Doctors' representatives accuse politics of deception

The topic of the 112th German Medical Congress is the financial undersupply of the health system

Doctor with Stetoscope (Stock.XCHNG / Sanja Gjenero)

The German Doctors' Day has started in Mainz: The focus of the four-day event is on cost containment in the health care system and the demands of doctors on politics. The President of the German Medical Association, Jörg-Dietrich Hoppe, accuses politicians of deceiving citizens about the state of the health system.

In front of around 250 delegates from the state medical associations, the President of the German Medical Association, Jörg-Dietrich Hoppe, accused politicians of deceiving citizens about the state of the health system at the start of the 112th Medical Congress in Mainz.

In addition, he defended the list of priorities brought into play by the doctors: A priority list of treatment options must be considered - and urged to invest more money in the health system. With the resources available today, medical progress will no longer be in the practices and Clinics can be mapped.

Federal Minister of Health can be defended

On behalf of Federal Health Minister Ulla Schmidt (SPD), State Secretary for Health Schröder admitted a shortage of funds, but emphasized that all citizens could participate in medical progress. Schmidt had not come to Mainz for the first time in a long time this year because he took part in an international conference on the fight against so-called swine flu. According to Hoppe, however, there is still a willingness to engage in dialogue.

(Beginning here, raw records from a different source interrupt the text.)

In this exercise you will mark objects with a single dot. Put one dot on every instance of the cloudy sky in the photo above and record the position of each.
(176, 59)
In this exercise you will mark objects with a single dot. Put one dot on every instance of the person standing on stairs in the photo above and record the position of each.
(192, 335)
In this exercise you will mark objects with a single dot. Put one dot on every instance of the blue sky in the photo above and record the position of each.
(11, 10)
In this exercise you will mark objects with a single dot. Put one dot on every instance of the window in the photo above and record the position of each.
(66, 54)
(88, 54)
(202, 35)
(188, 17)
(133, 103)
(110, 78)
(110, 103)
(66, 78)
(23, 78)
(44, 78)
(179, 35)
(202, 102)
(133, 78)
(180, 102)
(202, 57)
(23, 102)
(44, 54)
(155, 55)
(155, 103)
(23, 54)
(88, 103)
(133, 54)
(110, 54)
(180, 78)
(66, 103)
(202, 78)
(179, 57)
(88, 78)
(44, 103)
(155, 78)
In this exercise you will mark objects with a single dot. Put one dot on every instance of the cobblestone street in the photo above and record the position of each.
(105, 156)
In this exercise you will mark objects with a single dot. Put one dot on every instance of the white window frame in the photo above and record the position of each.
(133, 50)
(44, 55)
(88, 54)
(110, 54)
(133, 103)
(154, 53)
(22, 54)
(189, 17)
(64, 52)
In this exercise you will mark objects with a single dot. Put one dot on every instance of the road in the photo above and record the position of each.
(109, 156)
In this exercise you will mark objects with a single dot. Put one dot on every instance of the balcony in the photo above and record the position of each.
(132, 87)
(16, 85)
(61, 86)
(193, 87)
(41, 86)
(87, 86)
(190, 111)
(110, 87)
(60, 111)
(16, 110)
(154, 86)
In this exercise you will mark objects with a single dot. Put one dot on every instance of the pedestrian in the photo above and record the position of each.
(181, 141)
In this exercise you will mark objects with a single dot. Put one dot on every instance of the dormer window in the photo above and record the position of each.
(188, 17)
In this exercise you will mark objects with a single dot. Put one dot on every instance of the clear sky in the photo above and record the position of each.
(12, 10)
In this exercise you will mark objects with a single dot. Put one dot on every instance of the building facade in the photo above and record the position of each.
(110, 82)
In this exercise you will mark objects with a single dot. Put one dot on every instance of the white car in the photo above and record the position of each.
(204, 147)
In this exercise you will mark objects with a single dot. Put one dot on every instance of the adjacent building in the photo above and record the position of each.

Hoppe demands more money for statutory health insurance

In the morning, Hoppe had proposed on Deutschlandfunk to increase the funds for statutory health insurance because of the tight budgets. Germany will only be able to solve the problems in the health care system if more money comes into the system. This could be done through higher contributions or through tax revenues. Doctors see themselves and patients as suffering from the rationing of medical services.

He pointed out that in most industrialized countries around nine percent of the gross domestic product flowed into statutory health insurance. In Germany, however, it is only six percent. Hoppe added that there must also be reforms on the expenditure side so as not to overburden the system. In this context, he reaffirmed his proposal for a three-tier list of priorities, which provides for preferential treatment of seriously or life-threatening sick people. (Text / MP3 audio)

It may be that politics is not entirely innocent of the fact that the reform ideas are currently sprouting wilder than ever. With the establishment of the health fund, the grand coalition has shaken up the health system more than any post-war government before it. However, it has achieved the feat of installing the upheaval without answering one of the only questions that are important for the future of the health care system. Comment: The doctors before the Doctors' Day (DLF)

View of Switzerland

Up until now there was money in the Swiss health insurances, the patients were better cared for than in this country and so the Swiss health system was long considered a role model for the Germans. But that was once upon a time. Now it is suddenly the other way around: the Swiss Minister of Health is curiously looking to Germany and taking the practice fee as an example. The Swiss and their health system

Bottlenecks in the health system threaten not only in the civil but also in the military sector: The Medical Officer Forum has warned of a drastic loss of quality in medical care in the Bundeswehr. More and more doctors were leaving the Bundeswehr, said the forum chairman Wolfgang Petersen on Deutschlandradio Kultur.